"Give a man a fish, he eats for a day..." and all that
I was reading some posts on the BlogHer NaBloPoMo page, and this one was particularly poignant to me. I make no secret that my children have things going on in their lives that are much larger than my capacity to fix them. I spend way too much time being either concerned about the solutions I don't have or the possiblity that I am to blame for their issues. (Hubby's answer of "There's nothing diagnosed at all on my side of the family" in response to a question from the doctor about any genetic predisposition to mental illness still rings in my ears and makes me kind of queasy. He says he never meant it to be an accusation about my own depression and anxiety, but the leap from "it sure didn't come from my gene pool" to "Karen's the one with documented problems" is a short one.)

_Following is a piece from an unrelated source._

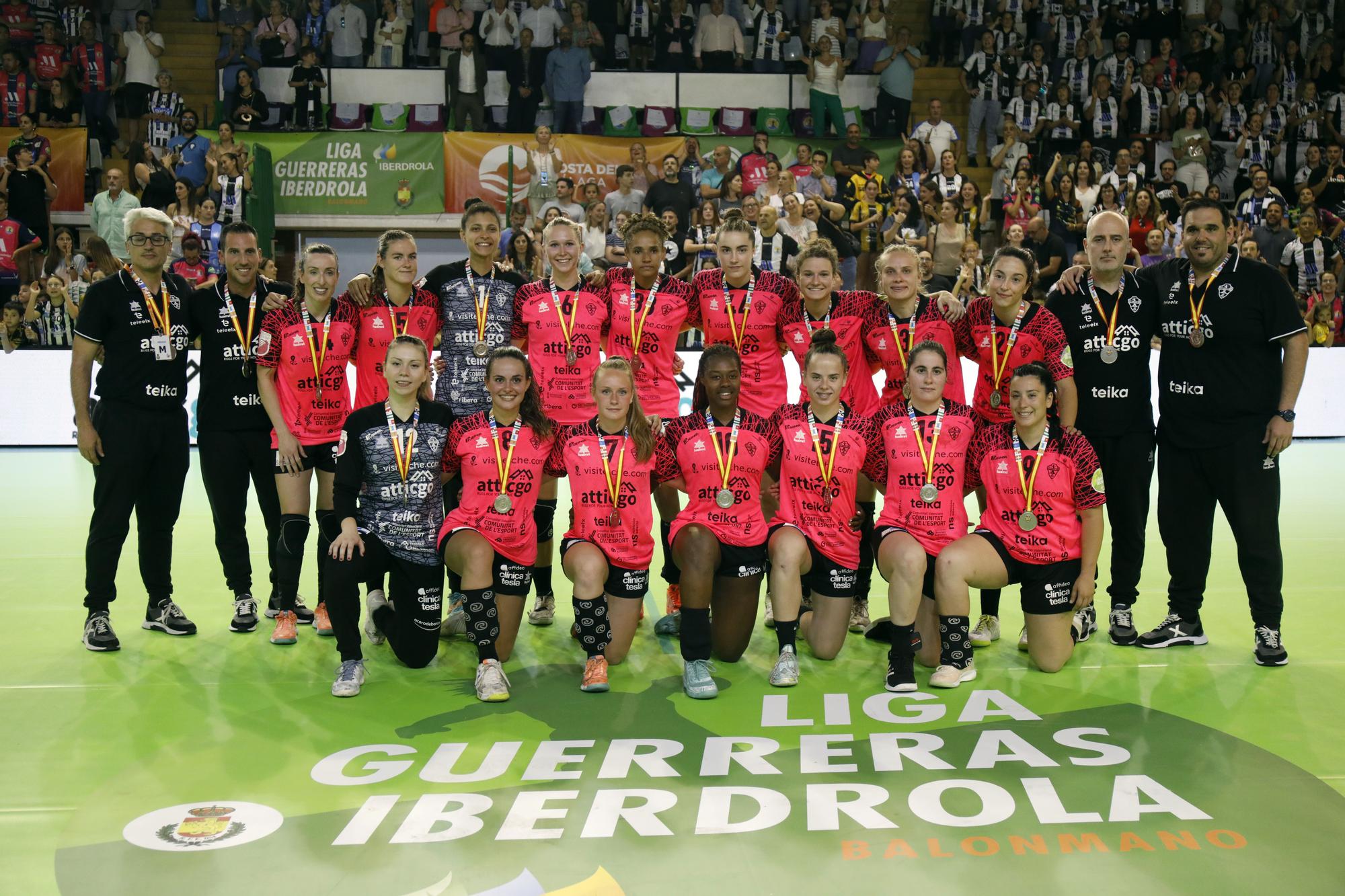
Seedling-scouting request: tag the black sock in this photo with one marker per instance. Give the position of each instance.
(484, 624)
(591, 616)
(696, 634)
(957, 641)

I realized recently, maybe within the past three months or so, that trying to fix things may be counterproductive. Maybe the best thing I can do for my children, Princess most specifically because she is the one most like me, is to help them fix themselves and let them know what can go away without being fixed. I've seen a difference in her since I stopped saying "here is what I recommend you do," and started saying "Gosh, that stinks. Let me know if you want to talk more about it." She's already heard what I think she should do to combat the things that make her angry or sad or anxious. Sometimes now she just needs reassurance that it's OK to just feel bad about things for a day, then move on. Because sometimes it's OK to have a bad day. I want so badly for my children not to get hurt, not to fail, not to face crappy moments in life. But I can't make that be true, and I shouldn't want to. If I fix everything, if I never let them learn to face the hard spots, they can't survive, And that would be a much bigger problem than any of those I tried to fix along the way.